For the children of Beeri kibbutz, overrun by Hamas gunmen when they stormed over the nearby border with Gaza on October 7, there is nothing normal about picking up their studies again.
School is far from home in Ein Bokek, on the Dead Sea, and the traumatised pupils have not long buried friends and relatives lost in the attack.
"In my class, we were 17 students. Now we are 15, as two were murdered", said Lotan Ron, 15.
In the grade above, three pupils were taken captive, and another two killed, reducing the class to 10.
The kibbutz, a community based on collective living, had 1,200 people. At least 85 were killed and around 30 taken prisoner by Palestinian Islamist militant group Hamas.
According to Israeli authorities, more than 1,200 people, mostly civilians, were killed and some 240 people were dragged away as hostages in Hamas's unprecedented attack.
In response, Israel has relentlessly bombarded Gaza and launched a ground campaign, which have killed more than 11,240 people, among them 4,630 children, according to the Hamas-run territory's government.
After the attack, residents were evacuated from Beeri and the kibbutz was converted into a staging post for Israeli forces.
The inhabitants meanwhile were relocated to hotels in Ein Bokek on the shores of the Dead Sea.
For the displaced secondary school students, classes began again on November 8 in temporary buildings.
In the improvised schoolyard, some walk around and others look at their phones.
"It's not a regular school. Even teachers are deeply traumatised," said Lotan, wearing shorts and flip-flops.
"Teachers, psychologists, no one had ever experienced something like this. No one knows how to deal with it."
- 'Real therapy' -
Currently, there are only three hours of classes per day. Students study maths and literature, but they spend much of the time talking.
"We try to learn, but no one is focusing on the class," Lotan said.
"I feel empty," the teenager said, adding that what soothes him most is his friends.
"It's good to be with friends. That's the real therapy."
Lotan said five of his friends were killed in the attack.
"At a friend's funeral, I kept thinking, 'I don't see my other friend.'"
"And then I realised he was also dead," he said.
Another Beeri resident, Nadav Kipins, 27, has stepped up to help in the new school.
Both of Kipins's parents were killed and seven family members were taken hostage.
"Children don't really see the value of school," Kipins said.
"Some lost everything and ask why they should go to school... Nothing matters. It's really hard to give them meaning."
Under the watch of their teacher, some 12-year-old pupils respond to New York residents who wrote them letters following the October 7. Many of the children look exhausted, with dark circles around their eyes.
- 'Some kind of routine' -
For Miri Gad Messika, a 45-year-old marketing consultant and a mother of three children, the return to school has created "some kind of routine" at least.
"Before, they were staying in bed... getting bored," she said.
On October 7, the family jumped from the second floor of their building after it was set on fire by Hamas militants in the knowledge that more gunmen could be waiting for them outside.
For Messika, the time has not yet come to start thinking about the children's future again.
"My daughter's best friend has not been identified yet. She wasn't even buried."
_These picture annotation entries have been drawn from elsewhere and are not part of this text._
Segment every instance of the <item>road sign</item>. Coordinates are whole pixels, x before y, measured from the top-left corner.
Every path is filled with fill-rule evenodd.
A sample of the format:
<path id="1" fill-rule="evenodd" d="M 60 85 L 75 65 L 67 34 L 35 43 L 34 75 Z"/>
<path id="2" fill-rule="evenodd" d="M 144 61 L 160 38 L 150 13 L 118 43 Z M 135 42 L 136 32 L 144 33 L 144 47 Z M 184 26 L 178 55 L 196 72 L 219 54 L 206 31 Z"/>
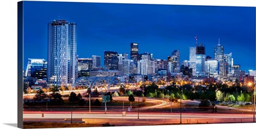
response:
<path id="1" fill-rule="evenodd" d="M 110 102 L 110 96 L 105 95 L 102 96 L 102 103 L 109 102 Z"/>

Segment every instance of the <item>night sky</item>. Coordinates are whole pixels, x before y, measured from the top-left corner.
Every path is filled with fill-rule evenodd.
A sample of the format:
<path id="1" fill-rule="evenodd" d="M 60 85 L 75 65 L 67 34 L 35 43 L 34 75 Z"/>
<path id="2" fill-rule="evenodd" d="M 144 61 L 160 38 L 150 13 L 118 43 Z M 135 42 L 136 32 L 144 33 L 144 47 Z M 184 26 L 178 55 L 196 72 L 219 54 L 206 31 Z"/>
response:
<path id="1" fill-rule="evenodd" d="M 214 47 L 232 52 L 234 64 L 255 70 L 255 8 L 185 5 L 24 1 L 24 68 L 28 58 L 47 59 L 47 22 L 64 19 L 77 24 L 79 57 L 102 57 L 104 50 L 126 52 L 139 43 L 139 53 L 167 59 L 177 49 L 180 62 L 189 47 L 202 43 L 205 56 Z"/>

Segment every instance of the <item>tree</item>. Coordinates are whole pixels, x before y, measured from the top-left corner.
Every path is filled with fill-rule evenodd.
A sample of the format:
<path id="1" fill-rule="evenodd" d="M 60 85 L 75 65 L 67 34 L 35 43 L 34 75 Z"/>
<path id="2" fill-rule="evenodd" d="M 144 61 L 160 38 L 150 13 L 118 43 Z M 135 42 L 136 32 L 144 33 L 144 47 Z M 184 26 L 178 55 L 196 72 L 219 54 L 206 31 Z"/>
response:
<path id="1" fill-rule="evenodd" d="M 133 93 L 132 93 L 132 91 L 131 91 L 131 90 L 129 90 L 129 91 L 128 91 L 128 93 L 127 93 L 127 95 L 128 95 L 128 96 L 130 96 L 130 95 L 133 95 Z"/>
<path id="2" fill-rule="evenodd" d="M 94 105 L 95 106 L 101 106 L 101 103 L 100 102 L 100 100 L 97 99 L 95 100 L 95 101 L 94 102 Z"/>
<path id="3" fill-rule="evenodd" d="M 27 92 L 29 94 L 31 93 L 31 88 L 29 86 L 28 86 L 27 88 Z"/>
<path id="4" fill-rule="evenodd" d="M 224 93 L 223 93 L 221 91 L 218 91 L 216 92 L 216 100 L 218 102 L 222 102 L 223 100 Z"/>
<path id="5" fill-rule="evenodd" d="M 60 87 L 60 89 L 61 89 L 61 91 L 62 91 L 62 94 L 64 93 L 64 91 L 65 91 L 65 89 L 66 89 L 66 88 L 65 88 L 63 86 L 62 86 Z"/>
<path id="6" fill-rule="evenodd" d="M 228 97 L 229 97 L 229 100 L 230 100 L 231 102 L 235 102 L 235 101 L 236 101 L 236 98 L 235 98 L 235 96 L 234 96 L 233 95 L 229 95 Z"/>
<path id="7" fill-rule="evenodd" d="M 237 96 L 237 101 L 239 102 L 244 102 L 245 100 L 244 95 L 243 93 L 241 93 L 240 95 Z"/>
<path id="8" fill-rule="evenodd" d="M 111 102 L 113 100 L 112 95 L 110 92 L 107 93 L 106 94 L 105 94 L 105 95 L 109 95 L 110 96 L 110 101 Z"/>
<path id="9" fill-rule="evenodd" d="M 51 87 L 50 87 L 50 91 L 53 92 L 53 93 L 58 92 L 59 88 L 56 86 L 53 86 Z"/>
<path id="10" fill-rule="evenodd" d="M 80 94 L 80 93 L 78 93 L 78 95 L 77 95 L 77 100 L 81 100 L 82 99 L 82 96 L 81 95 L 81 94 Z"/>
<path id="11" fill-rule="evenodd" d="M 71 91 L 71 89 L 72 89 L 72 86 L 68 86 L 68 89 L 69 91 Z"/>
<path id="12" fill-rule="evenodd" d="M 132 102 L 134 102 L 135 101 L 134 97 L 132 95 L 131 95 L 129 96 L 128 100 L 131 103 L 131 109 L 132 109 Z"/>
<path id="13" fill-rule="evenodd" d="M 119 93 L 120 93 L 122 95 L 124 95 L 125 93 L 125 89 L 124 89 L 124 87 L 120 87 L 119 88 Z"/>

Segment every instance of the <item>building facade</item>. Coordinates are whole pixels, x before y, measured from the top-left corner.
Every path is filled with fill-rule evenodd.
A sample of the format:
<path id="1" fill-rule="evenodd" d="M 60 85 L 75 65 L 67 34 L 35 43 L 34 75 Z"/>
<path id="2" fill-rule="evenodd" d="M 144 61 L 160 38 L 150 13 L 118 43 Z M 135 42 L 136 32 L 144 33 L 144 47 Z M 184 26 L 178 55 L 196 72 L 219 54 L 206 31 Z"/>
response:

Beeri's primary school children have also returned to class in another village not too far from Ein Bokek.
Tom Gaz, 10, who does not like school, nevertheless feels that it is good for her.
"If we stay in our hotel all day doing nothing, we are never going to get out of this," she said.
After staying locked up for 20 hours in her home's safe room, as Hamas gunmen roamed outside, she said she still feels fear.
"I am trying to prepare myself for another attack.. If terrorists come, do I have to jump out the window?" she asked.
School -- especially playtime -- provides some distraction.
"We try to play, not to talk about what we lived through, because for some children who lost family members it's just too hard," Gaz said.